Хадра не Земля, даже дно её каньонов – это уже почти высота земных трехтысячников. Воздух здесь ещё не смертелен, но каждое интенсивное движение заставляет сердце колотиться, пытаясь протолкнуть скудный кислород через сосуды, каждый шаг в гору даётся усилием воли. И всё же они лезут. Медленно, упрямо, безмолвно. Может быть, старик знает нечто, что не видно с орбиты – тайный источник, пещеру, спасительное укрытие? Или мальчишка слепо верит, что за этим перевалом его ждёт нечто, ради чего стоит задыхаться, – легендарный заброшенный город, корабль предков или просто обещание иного, лучшего мира? А может… Они просто не могут иначе. Потому что иногда единственный способ выжить – это идти вверх, даже если весь мир, вся физиология и логика кричат, что это чистейшее безумие. И Хадра, скрежеща камнями, срывающимися из-под их ног, молча, с холодным любопытством наблюдает, как наблюдала за всеми, кто когда-либо решался бросить ей вызов.

Люди здесь существовали в условиях перманентного высокогорья, их лёгкие за поколения привыкли выцеживать драгоценные молекулы кислорода из разреженного воздуха, а тела научились хранить тепло как самый ценный ресурс. Но даже в самых глубоких ущельях, где давление было почти милостивым, дышалось с оглядкой – будто сама планета в любой момент могла отобрать эту милость.
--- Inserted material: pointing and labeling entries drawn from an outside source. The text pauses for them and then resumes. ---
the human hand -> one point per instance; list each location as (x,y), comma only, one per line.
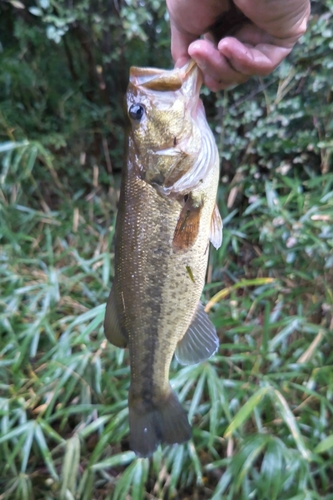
(263,34)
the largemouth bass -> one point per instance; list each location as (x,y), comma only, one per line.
(167,216)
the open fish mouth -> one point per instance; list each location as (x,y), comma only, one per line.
(168,80)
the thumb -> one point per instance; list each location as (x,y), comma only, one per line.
(180,42)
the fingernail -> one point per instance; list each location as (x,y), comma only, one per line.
(200,62)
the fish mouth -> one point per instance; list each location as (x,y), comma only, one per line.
(167,80)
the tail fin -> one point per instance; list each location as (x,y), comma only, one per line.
(166,422)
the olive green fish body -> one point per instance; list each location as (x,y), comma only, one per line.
(164,225)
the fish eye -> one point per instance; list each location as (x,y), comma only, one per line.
(136,112)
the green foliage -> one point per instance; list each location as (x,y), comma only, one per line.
(262,408)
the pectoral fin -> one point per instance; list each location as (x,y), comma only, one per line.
(112,328)
(187,227)
(216,227)
(200,341)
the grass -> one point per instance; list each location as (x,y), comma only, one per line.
(261,408)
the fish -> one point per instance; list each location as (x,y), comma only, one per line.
(167,216)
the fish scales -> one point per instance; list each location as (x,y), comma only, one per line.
(162,239)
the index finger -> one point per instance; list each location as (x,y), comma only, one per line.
(179,45)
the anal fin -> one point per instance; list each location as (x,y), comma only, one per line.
(216,227)
(112,328)
(200,341)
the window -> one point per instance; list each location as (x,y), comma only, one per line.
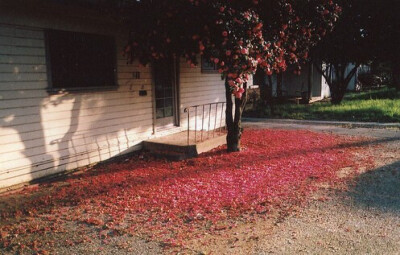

Перепад высот здесь был не плавным подъёмом, а обрывом в никуда – ещё пара тысяч метров вверх, и лёгкие начинали работать вхолостую, хватая пустоту, а холод пробирался до костей.


Старик остановился на мгновение, сделав паузу, чтобы перевести дух. Его взгляд, выжженный годами под багровыми небесами, пронзил пелену тумана, поднимающегося со дна. Он знал эту невидимую границу лучше, чем линии на своих ладонях. Там, за последними клочьями дымки, начиналось царство абсолютной стерильности, где ветер точил скалы, как алмазный резец, где холод был не просто отсутствием тепла, а активной, живой силой, вымораживающей жизнь до молекулярного уровня. У верхнего края каньона, на границе с бескрайней каменистой равниной, не было ни кислорода, ни жалости. Ночные температуры падали там до минус восьмидесяти, превращая любую влагу, любую надежду в хрустальные осколки. Воздух был настолько разрежен, что больше напоминал космический вакуум. Там человеку невозможно было прожить и минуты. Но наши путники были ещё глубоко в чаше каньона, и его край, затянутый туманом и пыльными шлейфами, виделся им лишь как смутная, далёкая граница между каменной твердью и багровым небом.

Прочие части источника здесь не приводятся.